Le film du grand tournant pour John Cassavetes qui tourne sans sa femme Gena Rowlands mais trouve deux de ses comédiens fétiches (le troisième étant Seymour Cassel) : Ben Gazzara et Peter Falk. Ils incarnent avec Cassavetes un trio d’amis atteints par la crise de la quarantaine à la suite du décès d’un quatrième larron. Lorsque Harry (Gazzara), après une dispute avec sa femme, veut rallier Londres, Gus (Cassavetes) et Archie (Falk) décident de le suivre. Un grand film de potes sur le sens de la vie, de l’amour et de l’amitié, véritable bouillonnement d’émotions contradictoires.

 

UNE FEMME SOUS INFLUENCE (1974)

Mariée à Cassavetes depuis 1954, Gene Rowlands se voit offrir par son époux le premier de ses très grands rôles, l’archétype de son emploi chez lui : celui d’une femme très belle et très névrosée. En l’occurrence une mère de famille ne supportant plus la vie étriquée que lui propose son ouvrier de mari (Peter Falk). Le mythe Rowlands s’est véritablement mis en place à partir de ce film-étalon, l’un des plus célèbres et des plus aboutis de Cassavetes.

 

OPENING NIGHT (1977)

Les cinéphiles se battent encore pour savoir qui d’Une femme sous influence ou d’Opening night contient la plus grande performance de Gena Rowlands. Les deux films se valent en termes d’intensité de jeu et d’implication de l’actrice qu’on sent au bord du gouffre tant elle est habitée par ses personnages. Elle incarne ici une star de théâtre que la mort d’une admiratrice va plonger dans un abîme de doutes et de perplexité quant à son statut et à sa vie personnelle.
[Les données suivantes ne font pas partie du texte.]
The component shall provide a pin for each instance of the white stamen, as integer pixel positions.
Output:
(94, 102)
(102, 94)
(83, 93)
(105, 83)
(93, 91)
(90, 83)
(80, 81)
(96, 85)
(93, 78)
Grand film sur la dépression et l’alcoolisme, Opening night est le chef d’œuvre du couple Cassavetes-Rowlands.

 

GLORIA (1980)

De tous les films de Cassavetes, c’est le plus « grand public », celui où le cinéaste abandonne momentanément le registre de la chronique dramatique et du portrait de femme incandescent pour le cinéma de genre. Gena Rowlands y joue une call-girl qui prend sous son aile un enfant pourchassé par des mafieux. Cassavetes n’étant pas Scorsese, le film de poursuite avec ses figures imposées est moins tendu que le portrait de femme, explosif. Et Gloria prouve que, même dans un cadre ultra codifié, Cassavetes était capable de rester lui-même.